Hukum Shalat Sunah Sebelum Shalat Jumat

 
Hukum Shalat Sunah Sebelum Shalat Jumat

LADUNI.ID, Jakarta -  Di antara sunnah ketika menghadiri shalat Jumat adalah memperbanyak shalat sunnah. Selain shalat tahiyatul masjid, kita juga dianjurkan untuk memperbanyak shalat sambil menunggu datangnya Imam atau Khatib. Namun sebagian kalangan menganggap shalat ini adalah shalat sunnah rawatib sebelum Jumat, layaknya shalat sunnah waktu Dhuhur.

Mazhab Syafi‘i menyebut adanya kesunnahan shalat sunnah qabliyyah Jumat sebagai pengganti posisi shalat sunnah qabliyyah zuhur. Sebagaimana diketahui, shalat sunnah qabliyyah adalah shalat sunnah yang dilakukan sebelum shalat wajib lima waktu dilakukan.

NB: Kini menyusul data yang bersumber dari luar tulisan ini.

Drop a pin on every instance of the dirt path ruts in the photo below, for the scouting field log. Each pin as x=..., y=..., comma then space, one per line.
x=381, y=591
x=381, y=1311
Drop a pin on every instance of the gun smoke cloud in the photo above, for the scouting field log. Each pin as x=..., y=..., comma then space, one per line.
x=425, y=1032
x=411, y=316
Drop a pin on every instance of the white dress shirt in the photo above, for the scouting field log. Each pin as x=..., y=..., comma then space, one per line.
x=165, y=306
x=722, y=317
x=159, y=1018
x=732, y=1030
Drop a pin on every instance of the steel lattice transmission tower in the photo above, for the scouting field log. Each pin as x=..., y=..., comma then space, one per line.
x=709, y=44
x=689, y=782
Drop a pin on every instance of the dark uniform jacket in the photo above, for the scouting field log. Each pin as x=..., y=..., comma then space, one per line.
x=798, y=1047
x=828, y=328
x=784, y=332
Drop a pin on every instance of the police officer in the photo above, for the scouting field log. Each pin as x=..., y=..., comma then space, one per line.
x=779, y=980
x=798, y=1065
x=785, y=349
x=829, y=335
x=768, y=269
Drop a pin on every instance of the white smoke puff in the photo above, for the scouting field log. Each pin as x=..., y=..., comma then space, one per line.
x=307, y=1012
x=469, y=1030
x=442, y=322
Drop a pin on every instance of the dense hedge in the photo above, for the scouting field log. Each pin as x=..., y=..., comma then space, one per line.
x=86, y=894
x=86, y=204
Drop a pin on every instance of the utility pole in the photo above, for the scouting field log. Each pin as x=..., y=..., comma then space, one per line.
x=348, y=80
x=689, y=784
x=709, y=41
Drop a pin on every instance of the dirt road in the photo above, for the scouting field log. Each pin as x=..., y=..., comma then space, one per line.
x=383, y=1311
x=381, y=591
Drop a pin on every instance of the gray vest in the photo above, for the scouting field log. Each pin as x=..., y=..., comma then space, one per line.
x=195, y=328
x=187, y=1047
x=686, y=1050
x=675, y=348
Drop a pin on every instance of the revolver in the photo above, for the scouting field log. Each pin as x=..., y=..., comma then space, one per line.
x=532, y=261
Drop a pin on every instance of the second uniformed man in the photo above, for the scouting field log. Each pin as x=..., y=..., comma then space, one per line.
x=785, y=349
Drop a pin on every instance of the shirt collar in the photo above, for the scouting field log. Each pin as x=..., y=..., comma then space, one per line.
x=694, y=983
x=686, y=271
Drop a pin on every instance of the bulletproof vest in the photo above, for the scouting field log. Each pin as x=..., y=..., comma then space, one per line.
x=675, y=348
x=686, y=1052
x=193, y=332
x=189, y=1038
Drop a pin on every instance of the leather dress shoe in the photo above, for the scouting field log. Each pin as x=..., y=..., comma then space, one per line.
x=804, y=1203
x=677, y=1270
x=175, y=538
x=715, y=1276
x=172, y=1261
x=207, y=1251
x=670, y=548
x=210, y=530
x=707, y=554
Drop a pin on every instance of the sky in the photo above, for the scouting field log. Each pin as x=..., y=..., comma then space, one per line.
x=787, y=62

Shalat sunnah qabliyyah Jumat dilakukan setelah masuk waktu Jumat. Tetapi ketika khatib sudah mulai berkhutbah, shalat sunnah qabliyyah Jumat sebaiknya dilakukan secara ringkas.

قَوْلُهُ (نَفْلُ يَوْمِ الْجُمُعَةِ) أَيْ سُنَّتُهَا الْقَبْلِيَّةُ وَأَمَّا الْبَعْدِيَّةُ فَفِعْلُهَا فِي الْبَيْتِ أَفْضَلُ

Artinya, “Redaksi (shalat nafilah hari Jumat), maksudnya shalat sunnah qabliyyah Jumat. Sedangkan shalat sunnah ba‘diyyah Jumat dikerjakan lebih utama di rumah,” (Lihat Syekh Sulaiman Al-Bujairimi, Hasyiyatul Bujairimi ‘alal Manhaj, juz II, halaman 458).

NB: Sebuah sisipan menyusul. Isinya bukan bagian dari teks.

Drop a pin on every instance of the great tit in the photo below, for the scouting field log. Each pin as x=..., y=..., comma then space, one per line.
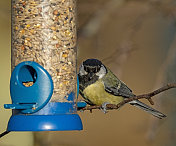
x=99, y=86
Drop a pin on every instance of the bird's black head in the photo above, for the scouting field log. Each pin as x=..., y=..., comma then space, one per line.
x=91, y=70
x=92, y=66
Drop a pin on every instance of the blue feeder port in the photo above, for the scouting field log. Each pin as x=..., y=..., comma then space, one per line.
x=32, y=110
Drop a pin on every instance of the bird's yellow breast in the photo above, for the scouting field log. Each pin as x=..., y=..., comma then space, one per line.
x=97, y=94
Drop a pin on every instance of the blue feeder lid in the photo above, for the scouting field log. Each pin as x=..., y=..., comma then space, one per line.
x=32, y=110
x=33, y=98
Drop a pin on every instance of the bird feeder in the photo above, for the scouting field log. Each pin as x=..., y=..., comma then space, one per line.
x=43, y=83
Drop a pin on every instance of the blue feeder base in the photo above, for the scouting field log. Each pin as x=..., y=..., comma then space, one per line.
x=60, y=122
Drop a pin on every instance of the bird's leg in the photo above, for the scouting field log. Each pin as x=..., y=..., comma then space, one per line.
x=104, y=107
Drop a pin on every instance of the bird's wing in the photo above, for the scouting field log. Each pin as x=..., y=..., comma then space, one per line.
x=116, y=87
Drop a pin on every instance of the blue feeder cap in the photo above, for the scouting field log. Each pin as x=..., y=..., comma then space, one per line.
x=32, y=110
x=56, y=117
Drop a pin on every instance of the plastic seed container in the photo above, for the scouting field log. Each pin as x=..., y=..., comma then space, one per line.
x=44, y=44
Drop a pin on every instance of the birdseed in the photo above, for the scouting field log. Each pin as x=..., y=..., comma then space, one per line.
x=44, y=31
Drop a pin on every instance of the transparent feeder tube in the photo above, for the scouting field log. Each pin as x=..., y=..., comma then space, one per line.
x=44, y=31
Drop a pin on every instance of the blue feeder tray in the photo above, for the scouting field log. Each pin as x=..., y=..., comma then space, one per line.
x=32, y=110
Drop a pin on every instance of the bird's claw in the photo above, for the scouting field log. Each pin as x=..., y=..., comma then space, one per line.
x=104, y=108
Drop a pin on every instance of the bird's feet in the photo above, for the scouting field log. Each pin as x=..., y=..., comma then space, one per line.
x=104, y=108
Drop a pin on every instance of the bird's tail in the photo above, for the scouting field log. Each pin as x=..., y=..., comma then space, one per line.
x=148, y=109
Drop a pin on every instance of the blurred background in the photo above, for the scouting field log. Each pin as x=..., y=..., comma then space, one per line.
x=137, y=40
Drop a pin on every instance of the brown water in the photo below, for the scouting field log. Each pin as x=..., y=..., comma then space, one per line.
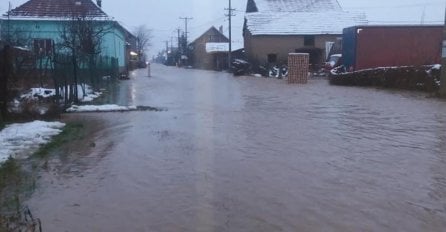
x=253, y=154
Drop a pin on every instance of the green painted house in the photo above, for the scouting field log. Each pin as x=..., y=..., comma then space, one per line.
x=39, y=23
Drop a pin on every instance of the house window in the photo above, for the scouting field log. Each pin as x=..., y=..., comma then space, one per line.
x=272, y=58
x=309, y=40
x=43, y=46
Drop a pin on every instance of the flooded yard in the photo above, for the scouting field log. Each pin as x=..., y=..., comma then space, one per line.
x=251, y=154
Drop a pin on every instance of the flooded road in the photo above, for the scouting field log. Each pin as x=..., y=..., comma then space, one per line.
x=252, y=154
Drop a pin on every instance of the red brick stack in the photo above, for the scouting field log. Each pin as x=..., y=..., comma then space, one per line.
x=298, y=66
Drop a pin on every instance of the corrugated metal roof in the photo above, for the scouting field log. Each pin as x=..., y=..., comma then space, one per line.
x=302, y=23
x=297, y=5
x=299, y=17
x=57, y=9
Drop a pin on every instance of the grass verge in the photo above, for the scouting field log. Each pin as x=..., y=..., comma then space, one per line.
x=18, y=177
x=71, y=132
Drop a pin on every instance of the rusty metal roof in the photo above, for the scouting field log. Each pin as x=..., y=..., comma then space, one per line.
x=57, y=9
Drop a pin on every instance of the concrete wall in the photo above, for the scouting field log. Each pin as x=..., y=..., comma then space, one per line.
x=258, y=47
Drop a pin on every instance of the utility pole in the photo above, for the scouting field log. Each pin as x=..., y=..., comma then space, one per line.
x=186, y=19
x=443, y=63
x=185, y=37
x=229, y=15
x=179, y=38
x=8, y=38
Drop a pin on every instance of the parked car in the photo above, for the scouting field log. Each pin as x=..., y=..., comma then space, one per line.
x=333, y=61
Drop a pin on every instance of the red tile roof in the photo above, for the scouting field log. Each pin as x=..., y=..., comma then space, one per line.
x=57, y=9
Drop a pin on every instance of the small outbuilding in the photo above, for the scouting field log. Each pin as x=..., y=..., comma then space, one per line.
x=275, y=28
x=210, y=50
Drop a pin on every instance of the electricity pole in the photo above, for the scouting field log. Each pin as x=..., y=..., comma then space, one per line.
x=186, y=19
x=185, y=52
x=443, y=64
x=230, y=14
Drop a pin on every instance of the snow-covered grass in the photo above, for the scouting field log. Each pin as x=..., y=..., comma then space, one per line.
x=99, y=108
x=36, y=93
x=26, y=137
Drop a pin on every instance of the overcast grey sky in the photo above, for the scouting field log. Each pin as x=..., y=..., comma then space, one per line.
x=163, y=16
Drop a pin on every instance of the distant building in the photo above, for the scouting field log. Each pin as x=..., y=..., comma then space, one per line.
x=210, y=50
x=275, y=28
x=41, y=22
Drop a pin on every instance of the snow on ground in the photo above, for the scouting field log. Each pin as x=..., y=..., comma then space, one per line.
x=16, y=139
x=36, y=93
x=99, y=108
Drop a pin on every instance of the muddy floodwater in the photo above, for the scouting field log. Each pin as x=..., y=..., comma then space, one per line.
x=251, y=154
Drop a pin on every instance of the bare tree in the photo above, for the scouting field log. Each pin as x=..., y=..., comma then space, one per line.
x=144, y=37
x=81, y=39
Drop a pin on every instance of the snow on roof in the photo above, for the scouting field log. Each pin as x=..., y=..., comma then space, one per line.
x=217, y=47
x=297, y=5
x=302, y=23
x=57, y=9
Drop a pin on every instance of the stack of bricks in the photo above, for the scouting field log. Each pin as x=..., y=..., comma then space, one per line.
x=298, y=66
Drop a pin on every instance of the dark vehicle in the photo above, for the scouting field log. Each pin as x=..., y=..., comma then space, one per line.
x=240, y=67
x=333, y=61
x=366, y=47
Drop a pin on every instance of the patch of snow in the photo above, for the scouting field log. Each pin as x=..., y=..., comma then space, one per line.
x=19, y=138
x=39, y=92
x=99, y=108
x=36, y=93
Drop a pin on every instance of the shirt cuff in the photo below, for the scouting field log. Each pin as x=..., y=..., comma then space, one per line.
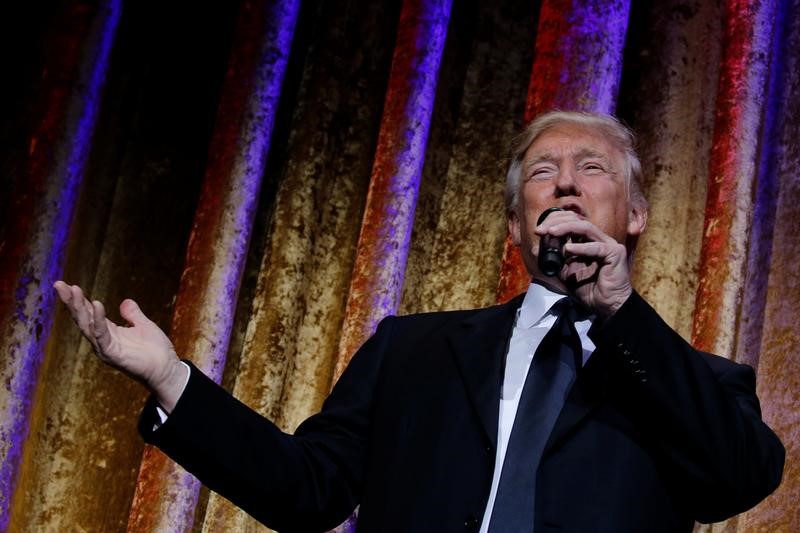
x=162, y=414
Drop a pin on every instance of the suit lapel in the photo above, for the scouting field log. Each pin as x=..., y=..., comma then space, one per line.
x=584, y=397
x=479, y=347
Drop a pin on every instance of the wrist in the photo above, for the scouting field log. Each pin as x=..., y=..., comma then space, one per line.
x=169, y=389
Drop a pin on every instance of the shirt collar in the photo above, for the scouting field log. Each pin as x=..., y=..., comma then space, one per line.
x=537, y=304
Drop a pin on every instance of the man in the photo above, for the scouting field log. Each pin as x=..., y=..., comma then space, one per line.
x=644, y=433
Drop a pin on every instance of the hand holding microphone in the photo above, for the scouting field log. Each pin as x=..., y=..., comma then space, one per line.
x=551, y=249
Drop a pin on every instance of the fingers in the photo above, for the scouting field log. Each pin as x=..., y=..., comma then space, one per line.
x=595, y=249
x=131, y=312
x=101, y=326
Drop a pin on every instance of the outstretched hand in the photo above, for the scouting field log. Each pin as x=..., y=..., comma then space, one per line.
x=140, y=350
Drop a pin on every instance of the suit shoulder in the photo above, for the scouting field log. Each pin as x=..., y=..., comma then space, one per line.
x=438, y=320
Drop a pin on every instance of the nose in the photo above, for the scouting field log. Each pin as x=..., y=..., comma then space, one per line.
x=566, y=183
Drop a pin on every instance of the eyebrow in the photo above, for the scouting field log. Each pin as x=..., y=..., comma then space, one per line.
x=580, y=154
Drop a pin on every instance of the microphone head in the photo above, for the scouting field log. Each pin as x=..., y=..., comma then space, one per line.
x=551, y=258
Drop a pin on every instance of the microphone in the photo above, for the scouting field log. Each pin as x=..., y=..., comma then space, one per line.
x=551, y=258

Adapun berikut ini adalah lafal niat shalat sunnah qabliyyah Jumat:

أُصَلِّيْ سُنَّةَ الجُمُعَةِ رَكْعَتَيْنِ قَبْلِيَّةً لِلهِ تَعَالَى

Ushalli sunnatal Jumu‘ati rak‘ataini qabliyyatan lillāhi ta‘ālā.
Artinya, “Aku menyengaja sembahyang sunnah qabliyyah Jumat dua rakaat karena Allah SWT,”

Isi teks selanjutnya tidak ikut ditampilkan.